Tierra Adentro

 

Estas calles no son Brooklyn. Me pertenecen de una manera jamás pretendida; nunca conquistada. Hasta que no las abandoné no necesité poseer ningún lugar. Estaba, claro, el sueño de la huida, pero lo que existía fuera de estos márgenes eran apenas imágenes o historias de otras, lugares que después nunca he pisado a pesar de haber caminado sus nombres en los mapas.

Están como apuntaladas en el tiempo.
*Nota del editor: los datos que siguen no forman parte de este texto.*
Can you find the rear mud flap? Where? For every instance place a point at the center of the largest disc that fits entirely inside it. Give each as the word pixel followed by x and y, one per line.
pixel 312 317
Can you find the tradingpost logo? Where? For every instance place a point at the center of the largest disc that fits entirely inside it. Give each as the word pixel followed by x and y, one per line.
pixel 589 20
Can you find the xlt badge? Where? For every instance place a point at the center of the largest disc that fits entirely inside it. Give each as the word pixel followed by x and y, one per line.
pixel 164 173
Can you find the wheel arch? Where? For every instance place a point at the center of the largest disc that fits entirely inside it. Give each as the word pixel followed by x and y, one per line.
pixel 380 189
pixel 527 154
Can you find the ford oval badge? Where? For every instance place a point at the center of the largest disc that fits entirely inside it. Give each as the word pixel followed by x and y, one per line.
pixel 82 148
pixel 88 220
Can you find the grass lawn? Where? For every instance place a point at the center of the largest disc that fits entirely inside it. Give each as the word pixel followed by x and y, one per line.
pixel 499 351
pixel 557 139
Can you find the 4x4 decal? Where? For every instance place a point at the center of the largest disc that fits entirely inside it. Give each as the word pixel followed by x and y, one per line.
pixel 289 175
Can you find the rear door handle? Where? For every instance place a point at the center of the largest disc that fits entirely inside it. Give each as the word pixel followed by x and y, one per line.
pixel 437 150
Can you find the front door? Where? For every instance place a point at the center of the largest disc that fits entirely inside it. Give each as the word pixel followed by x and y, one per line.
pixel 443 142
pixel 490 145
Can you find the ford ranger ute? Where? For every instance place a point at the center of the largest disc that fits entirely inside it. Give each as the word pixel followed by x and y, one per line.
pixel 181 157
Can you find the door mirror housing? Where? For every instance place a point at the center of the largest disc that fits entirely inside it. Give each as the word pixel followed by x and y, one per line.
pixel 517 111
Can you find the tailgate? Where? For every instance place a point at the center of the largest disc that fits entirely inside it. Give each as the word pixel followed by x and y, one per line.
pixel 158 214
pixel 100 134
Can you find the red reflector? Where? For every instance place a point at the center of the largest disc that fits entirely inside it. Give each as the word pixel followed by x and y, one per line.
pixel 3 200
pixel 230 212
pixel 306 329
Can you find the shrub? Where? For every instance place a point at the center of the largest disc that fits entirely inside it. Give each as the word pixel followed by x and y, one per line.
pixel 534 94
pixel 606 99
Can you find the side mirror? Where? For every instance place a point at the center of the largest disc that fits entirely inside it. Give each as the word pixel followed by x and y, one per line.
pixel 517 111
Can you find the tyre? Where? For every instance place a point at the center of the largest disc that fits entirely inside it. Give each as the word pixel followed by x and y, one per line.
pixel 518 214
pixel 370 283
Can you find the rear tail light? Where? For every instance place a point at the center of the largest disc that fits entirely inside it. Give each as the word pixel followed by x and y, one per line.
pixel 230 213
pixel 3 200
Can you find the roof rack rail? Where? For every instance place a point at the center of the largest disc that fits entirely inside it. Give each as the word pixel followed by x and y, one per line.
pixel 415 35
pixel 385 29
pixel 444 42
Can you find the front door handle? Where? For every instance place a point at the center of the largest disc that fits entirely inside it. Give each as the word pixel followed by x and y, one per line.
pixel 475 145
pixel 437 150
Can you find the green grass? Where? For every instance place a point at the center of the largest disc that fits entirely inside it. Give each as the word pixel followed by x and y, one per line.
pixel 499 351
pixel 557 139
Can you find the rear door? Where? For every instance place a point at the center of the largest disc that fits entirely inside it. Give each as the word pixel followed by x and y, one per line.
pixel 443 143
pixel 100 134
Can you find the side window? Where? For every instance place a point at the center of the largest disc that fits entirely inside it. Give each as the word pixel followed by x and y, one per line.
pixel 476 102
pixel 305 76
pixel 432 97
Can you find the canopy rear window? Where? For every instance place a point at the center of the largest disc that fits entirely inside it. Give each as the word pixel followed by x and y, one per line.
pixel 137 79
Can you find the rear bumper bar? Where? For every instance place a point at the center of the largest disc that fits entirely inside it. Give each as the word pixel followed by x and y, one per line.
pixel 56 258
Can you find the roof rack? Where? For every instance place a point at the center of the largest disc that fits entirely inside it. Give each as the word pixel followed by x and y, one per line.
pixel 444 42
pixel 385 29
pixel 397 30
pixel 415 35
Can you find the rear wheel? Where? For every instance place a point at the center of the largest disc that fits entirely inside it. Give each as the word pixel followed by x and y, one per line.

Esta misma esquina donde antes estuvo la panadería del pan blanquísimo puede ser la de mis doce años volviendo de la escuela o la de mis veinte, esa imagen sin fisura de descubrir la noche de invierno, cuando las aceras devolvían el ruido apagado de mis pasos solos, de única habitante del mundo.

Ahora un niño está completamente agachado y se ata los zapatos (también, otro día, decir ese instante, la revelación del secreto de anudarse los cordones). No hay ninguna inseguridad, ninguna sensación de no ser fuerte. Tomar consciencia de esta ausencia de preocupación como cuando advertimos un ruido constante una vez que ha dejado de existir; el sonido resuena en la memoria, pero hasta que no se ha apagado nadie ha reparado en él, que ya no es.